Seine Zeit war noch nicht abgelaufen. Niemand wusste das besser als sie. Sein Namensvetter lebte indes munter weiter in den Tag hinein und machte sich offensichtlich wenig Gedanken darüber, dass seine Uhr ablief. Die richtige Adresse hatte sie nun. Ein simpler Zahlendreher hatte sein erbärmliches Leben verlängert. Allerdings wurde es auch langsam Zeit, dass er abtrat.

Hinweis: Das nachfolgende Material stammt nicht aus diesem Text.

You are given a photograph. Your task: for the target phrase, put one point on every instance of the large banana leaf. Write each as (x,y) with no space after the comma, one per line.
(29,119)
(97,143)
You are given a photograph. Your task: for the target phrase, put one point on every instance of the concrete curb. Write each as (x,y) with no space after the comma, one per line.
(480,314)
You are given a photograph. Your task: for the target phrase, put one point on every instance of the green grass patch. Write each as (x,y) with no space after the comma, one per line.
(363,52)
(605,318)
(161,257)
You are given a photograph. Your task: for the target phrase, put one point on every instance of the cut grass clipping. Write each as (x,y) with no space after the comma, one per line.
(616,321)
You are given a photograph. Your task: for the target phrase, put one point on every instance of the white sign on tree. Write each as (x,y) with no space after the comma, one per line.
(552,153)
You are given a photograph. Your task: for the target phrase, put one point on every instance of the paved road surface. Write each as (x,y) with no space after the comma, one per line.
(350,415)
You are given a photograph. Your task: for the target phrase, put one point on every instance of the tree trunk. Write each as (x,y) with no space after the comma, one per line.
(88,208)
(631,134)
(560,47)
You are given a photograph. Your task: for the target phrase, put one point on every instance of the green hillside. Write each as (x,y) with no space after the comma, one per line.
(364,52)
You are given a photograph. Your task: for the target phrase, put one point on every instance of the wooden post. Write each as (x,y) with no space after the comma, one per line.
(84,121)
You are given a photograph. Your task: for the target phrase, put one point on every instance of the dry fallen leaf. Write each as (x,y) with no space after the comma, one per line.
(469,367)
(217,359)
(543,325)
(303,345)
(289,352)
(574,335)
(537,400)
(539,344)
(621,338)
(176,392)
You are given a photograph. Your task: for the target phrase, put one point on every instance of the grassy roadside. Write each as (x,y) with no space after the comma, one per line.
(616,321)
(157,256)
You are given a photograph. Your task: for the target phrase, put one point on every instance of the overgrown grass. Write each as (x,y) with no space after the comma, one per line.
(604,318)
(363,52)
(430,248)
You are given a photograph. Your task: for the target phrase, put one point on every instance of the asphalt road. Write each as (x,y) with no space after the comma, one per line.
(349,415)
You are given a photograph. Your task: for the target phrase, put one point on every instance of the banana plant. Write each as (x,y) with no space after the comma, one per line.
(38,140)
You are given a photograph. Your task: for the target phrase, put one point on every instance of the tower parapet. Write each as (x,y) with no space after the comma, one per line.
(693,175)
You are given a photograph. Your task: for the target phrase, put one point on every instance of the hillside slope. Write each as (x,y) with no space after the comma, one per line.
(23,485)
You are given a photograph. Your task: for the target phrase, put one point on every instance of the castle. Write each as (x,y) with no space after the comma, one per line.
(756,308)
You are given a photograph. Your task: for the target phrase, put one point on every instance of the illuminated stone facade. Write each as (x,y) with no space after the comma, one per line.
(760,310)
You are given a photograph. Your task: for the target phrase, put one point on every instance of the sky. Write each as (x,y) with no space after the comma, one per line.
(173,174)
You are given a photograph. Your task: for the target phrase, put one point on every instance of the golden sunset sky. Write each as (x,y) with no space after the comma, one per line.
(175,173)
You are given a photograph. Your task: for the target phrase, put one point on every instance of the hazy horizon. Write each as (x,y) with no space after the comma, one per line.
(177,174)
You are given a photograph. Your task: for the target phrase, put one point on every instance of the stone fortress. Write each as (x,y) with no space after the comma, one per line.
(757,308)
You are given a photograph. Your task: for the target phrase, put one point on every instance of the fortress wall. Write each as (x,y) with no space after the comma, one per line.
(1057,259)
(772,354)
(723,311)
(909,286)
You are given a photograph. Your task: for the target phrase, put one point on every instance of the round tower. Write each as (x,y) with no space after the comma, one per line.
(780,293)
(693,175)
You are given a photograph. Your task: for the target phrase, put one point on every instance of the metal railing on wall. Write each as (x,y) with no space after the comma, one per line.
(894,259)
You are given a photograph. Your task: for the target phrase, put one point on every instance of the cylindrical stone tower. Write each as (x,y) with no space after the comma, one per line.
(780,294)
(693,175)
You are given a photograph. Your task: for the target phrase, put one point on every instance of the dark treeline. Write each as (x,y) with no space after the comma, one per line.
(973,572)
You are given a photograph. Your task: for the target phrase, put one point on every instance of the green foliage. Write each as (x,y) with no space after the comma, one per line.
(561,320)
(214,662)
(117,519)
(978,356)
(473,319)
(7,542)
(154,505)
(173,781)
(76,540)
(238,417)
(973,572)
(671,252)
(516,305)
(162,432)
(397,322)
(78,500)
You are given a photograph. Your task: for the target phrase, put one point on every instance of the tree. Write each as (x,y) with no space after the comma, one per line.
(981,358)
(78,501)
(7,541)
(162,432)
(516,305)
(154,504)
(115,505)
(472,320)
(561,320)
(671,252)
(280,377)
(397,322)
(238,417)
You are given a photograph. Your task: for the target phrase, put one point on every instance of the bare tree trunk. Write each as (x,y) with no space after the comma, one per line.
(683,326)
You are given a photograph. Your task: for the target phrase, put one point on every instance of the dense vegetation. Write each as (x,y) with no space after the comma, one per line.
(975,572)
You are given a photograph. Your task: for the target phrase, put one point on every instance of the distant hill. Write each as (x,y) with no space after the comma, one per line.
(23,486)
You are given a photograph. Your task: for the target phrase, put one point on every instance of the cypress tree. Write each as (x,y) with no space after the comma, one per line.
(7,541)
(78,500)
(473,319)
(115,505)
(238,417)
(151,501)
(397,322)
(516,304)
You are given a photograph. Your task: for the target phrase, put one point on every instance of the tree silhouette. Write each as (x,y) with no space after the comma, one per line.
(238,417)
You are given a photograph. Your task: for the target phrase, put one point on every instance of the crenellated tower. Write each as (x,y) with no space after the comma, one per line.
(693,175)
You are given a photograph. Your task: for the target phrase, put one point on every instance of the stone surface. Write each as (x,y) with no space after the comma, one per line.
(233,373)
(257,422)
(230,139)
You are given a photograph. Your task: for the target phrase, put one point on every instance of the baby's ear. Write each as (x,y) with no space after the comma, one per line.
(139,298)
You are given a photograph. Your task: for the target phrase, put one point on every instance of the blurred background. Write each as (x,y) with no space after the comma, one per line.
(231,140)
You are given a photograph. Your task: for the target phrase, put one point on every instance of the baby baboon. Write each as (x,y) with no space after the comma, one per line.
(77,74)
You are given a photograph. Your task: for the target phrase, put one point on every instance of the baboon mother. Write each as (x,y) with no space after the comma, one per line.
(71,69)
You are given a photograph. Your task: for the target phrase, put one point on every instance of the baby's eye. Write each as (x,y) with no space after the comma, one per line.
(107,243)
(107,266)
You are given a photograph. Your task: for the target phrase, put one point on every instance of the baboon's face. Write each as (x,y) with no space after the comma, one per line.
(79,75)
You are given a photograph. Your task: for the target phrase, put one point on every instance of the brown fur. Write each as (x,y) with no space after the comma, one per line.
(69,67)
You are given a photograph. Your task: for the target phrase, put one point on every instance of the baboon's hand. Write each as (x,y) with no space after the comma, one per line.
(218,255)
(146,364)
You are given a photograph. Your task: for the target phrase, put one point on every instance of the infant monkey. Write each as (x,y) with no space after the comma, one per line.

Alexej stieg aus dem Weiher. Das Wasser perlte von seiner Haut. Luna lag dösend in der Sonne. Leise pirschte er sich an sie heran und küsste sie unerwartet stürmisch. Sie fuhr hoch und schrie kurz auf. „Oh, ist das kalt“, keuchte sie. „Nimm deine kalten Froschfinger von mir“, wehrte sie lachend ab.
„Komm zu mir ins Wasser“, neckte er. Die Sonne schien ihr ins Gesicht, so dass sie blinzeln musste. „Ich habe so schön geschlafen“, beschwerte sie sich. Alexej zog sie am Arm mit sich hoch. „Schlafen können wir noch genug, wenn wir tot sind“, widersprach er. Ihr unbehaglicher Blick ließ sein Lächeln zu einer Grimasse verzerren.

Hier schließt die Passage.